Tales of beautiful Princesses, of magic and talking animals, of good triumphing over evil – fairy tale stories recounting the wholesome tales of true love and happy endings have been passed down through generations. Stories like Cinderella, Snow White, The Little Mermaid and Sleeping Beauty depict the temporary struggles of the protagonists before all their problems are solved – usually by a handsome prince of course – before living happily ever after. Yet the reality, in fact, is that many of these tales had not-so happy endings, and the original stories are far from wholesome or indeed child-friendly.

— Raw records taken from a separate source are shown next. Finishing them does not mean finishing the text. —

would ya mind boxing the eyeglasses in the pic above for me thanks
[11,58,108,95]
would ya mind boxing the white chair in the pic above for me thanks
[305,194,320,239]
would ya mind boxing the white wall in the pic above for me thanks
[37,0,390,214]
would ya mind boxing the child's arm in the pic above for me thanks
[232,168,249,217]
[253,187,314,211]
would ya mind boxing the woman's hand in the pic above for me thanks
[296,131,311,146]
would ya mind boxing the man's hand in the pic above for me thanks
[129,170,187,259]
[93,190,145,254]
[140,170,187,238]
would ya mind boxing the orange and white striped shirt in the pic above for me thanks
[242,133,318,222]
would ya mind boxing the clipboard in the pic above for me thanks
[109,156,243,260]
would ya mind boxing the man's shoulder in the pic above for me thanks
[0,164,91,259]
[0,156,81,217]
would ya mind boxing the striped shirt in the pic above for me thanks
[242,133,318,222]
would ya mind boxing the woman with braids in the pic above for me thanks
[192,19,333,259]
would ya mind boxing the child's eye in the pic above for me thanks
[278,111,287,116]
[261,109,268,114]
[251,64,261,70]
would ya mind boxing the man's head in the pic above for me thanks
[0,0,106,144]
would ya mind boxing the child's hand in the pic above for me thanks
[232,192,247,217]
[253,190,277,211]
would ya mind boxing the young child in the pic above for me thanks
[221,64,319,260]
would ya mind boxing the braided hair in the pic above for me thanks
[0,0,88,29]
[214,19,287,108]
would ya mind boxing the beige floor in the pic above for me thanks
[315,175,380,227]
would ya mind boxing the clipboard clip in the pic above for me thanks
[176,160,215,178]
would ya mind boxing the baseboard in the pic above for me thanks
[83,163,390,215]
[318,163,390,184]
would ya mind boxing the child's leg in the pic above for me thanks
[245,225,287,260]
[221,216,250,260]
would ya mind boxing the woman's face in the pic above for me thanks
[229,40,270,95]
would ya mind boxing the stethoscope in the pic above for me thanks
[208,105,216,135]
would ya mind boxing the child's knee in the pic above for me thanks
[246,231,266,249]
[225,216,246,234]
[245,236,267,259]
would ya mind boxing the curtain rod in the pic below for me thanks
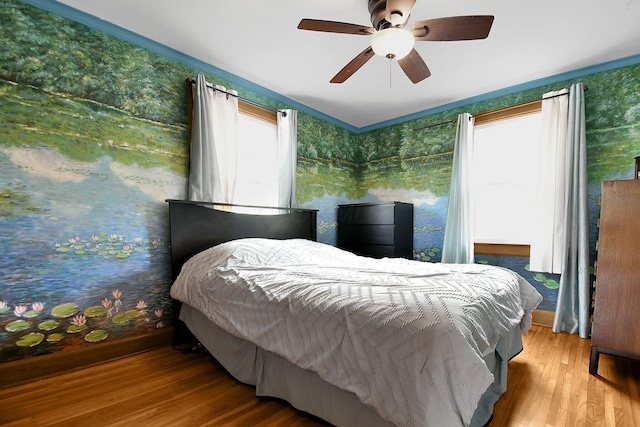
[186,77,282,114]
[413,85,588,132]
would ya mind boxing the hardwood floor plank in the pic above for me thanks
[1,325,639,426]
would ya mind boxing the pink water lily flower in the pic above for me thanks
[32,302,44,312]
[71,314,87,326]
[136,301,148,317]
[13,305,27,317]
[155,309,163,318]
[112,289,122,300]
[101,298,112,309]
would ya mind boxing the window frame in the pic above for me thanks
[240,101,277,125]
[472,100,541,257]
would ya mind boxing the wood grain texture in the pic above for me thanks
[1,326,638,426]
[492,326,640,427]
[0,328,172,388]
[591,180,640,358]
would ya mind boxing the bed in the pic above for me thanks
[166,200,542,427]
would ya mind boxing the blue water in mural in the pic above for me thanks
[0,150,174,359]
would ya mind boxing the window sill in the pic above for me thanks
[474,243,530,257]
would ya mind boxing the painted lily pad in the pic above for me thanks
[125,310,139,319]
[5,319,31,332]
[85,329,109,343]
[16,332,45,347]
[544,279,560,289]
[112,313,130,324]
[23,310,41,318]
[533,273,546,282]
[67,324,88,333]
[115,252,129,259]
[47,333,66,342]
[0,306,11,314]
[56,247,71,253]
[38,320,60,331]
[51,303,80,318]
[84,306,107,317]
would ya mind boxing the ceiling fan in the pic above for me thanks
[297,0,494,84]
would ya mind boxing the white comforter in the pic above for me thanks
[171,238,542,427]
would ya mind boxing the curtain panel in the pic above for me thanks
[277,109,298,208]
[188,74,238,203]
[442,112,475,264]
[553,82,590,338]
[530,89,569,274]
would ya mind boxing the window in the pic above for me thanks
[472,102,542,256]
[233,102,279,206]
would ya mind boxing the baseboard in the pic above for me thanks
[531,309,554,328]
[0,327,173,389]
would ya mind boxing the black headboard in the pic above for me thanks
[166,200,318,280]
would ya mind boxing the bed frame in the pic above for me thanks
[166,199,318,344]
[165,199,521,427]
[166,200,317,280]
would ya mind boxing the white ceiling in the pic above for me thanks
[57,0,640,131]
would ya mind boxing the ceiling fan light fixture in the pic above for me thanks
[371,28,415,59]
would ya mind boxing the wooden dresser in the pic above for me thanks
[337,202,413,259]
[589,179,640,375]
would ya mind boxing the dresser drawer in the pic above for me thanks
[338,204,395,225]
[338,224,396,245]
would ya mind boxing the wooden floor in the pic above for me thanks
[1,325,638,426]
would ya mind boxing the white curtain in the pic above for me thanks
[442,113,475,264]
[188,74,239,203]
[277,109,298,208]
[553,82,590,338]
[530,89,569,273]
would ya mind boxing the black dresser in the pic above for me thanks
[337,202,413,259]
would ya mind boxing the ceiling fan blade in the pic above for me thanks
[330,46,376,83]
[410,15,494,41]
[385,0,416,26]
[298,19,374,35]
[397,49,431,83]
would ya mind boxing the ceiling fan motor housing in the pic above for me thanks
[369,0,406,30]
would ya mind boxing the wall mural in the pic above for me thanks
[0,0,356,363]
[0,0,192,361]
[1,0,639,365]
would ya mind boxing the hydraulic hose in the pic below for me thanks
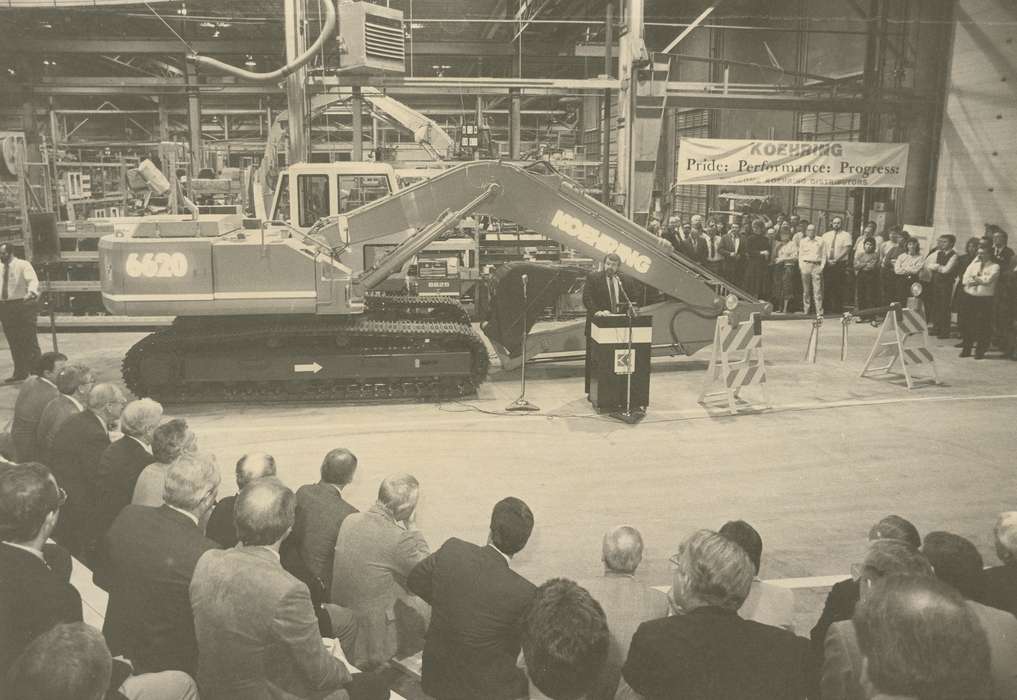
[185,0,337,83]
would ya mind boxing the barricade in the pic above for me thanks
[699,311,770,415]
[860,303,940,389]
[803,315,822,363]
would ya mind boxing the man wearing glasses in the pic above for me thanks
[620,530,810,699]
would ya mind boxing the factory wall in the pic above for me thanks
[932,0,1017,240]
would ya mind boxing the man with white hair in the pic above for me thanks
[579,526,669,700]
[984,512,1017,616]
[620,530,810,699]
[96,452,220,677]
[91,398,163,549]
[331,474,431,669]
[49,382,126,560]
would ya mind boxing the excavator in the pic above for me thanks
[99,160,767,403]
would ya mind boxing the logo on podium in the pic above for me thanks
[613,349,635,375]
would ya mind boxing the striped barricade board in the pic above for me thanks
[860,304,940,390]
[698,312,770,415]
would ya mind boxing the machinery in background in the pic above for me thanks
[99,160,766,403]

To begin, Cinderella is a story about a young girl who is mistreated by her stepmother following her father’s death. She is visited by a fairy Godmother who grants her the opportunity to attend a royal ball, where she falls in love with the prince. Yet the Fairy Godmother’s magic runs out at midnight meaning at the stroke of twelve Cinderella will transform back into her ordinary self. Cinderella hurriedly leaves, leaving behind a single glass slipper. The prince searches the entire kingdom for the girl who wore the slipper, eventually reuniting with Cinderella and they live happily ever after. This is the version many are familiar with, yet the initial story of Cinderella has gone through many variations before reaching the one that Disney depicts in their films. One such variation is by the Brothers Grimm. In their darker version of Cinderella, when the prince visits Cinderella’s house with the slipper for all the maidens to try on, the stepsisters go to concerning lengths to make it fit – by mutilating their own feet. The shoe is too small for the eldest daughter, and she cannot get her big toe to fit, so her mother hands her a knife to slice her toe off. The same for the younger sister, who cuts off her heel to squash her foot into the slipper. It is not until the prince sees the mass of blood flowing from their feet that he realises he has been tricked. Though the ending is happy for Cinderella, the stepsisters end with their eyes being plucked away by birds as punishment for their cruelty.
Next up is Snow White, the story about an evil queen who is jealous of Snow Whites beauty because she wishes to be the most beautiful in all the land. She sends Snow White off into the forest to be killed, but her life is spared and so instead she runs away and comes across the seven dwarfs. They take her in and care for her, but the evil Queen learns that Snow White is still alive and comes to the forest to find her. The Queen gives her a poisoned apple to eat, and Snow White falls into a deep sleep. Upon hearing of Snow Whites supposed death, the dwarfs return to chase the evil Queen away and she dies falling from a cliff. Snow White is then placed into a glass coffin, and is awoken by true loves kiss, with everything ending happily. Yet the 1857 version of Snow White differs from this tale. The first difference is that the evil Queen asks to be brought back Snow White’s lungs and liver, but the huntsman tricks her and instead brings back the lungs and liver of a boar – which the Queen then eats thinking they belonged to Snow White. The Queens death is also markedly more disturbing, she is punished for her wrongdoings by being forced to wear red-hot iron shoes. She is then humiliated by having to dance in these shoes until she drops down dead.
Many of the fairy tale stories we hear today stem from much darker and concerning tales. Though shocking, the previous versions of these stories are a disturbingly interesting read.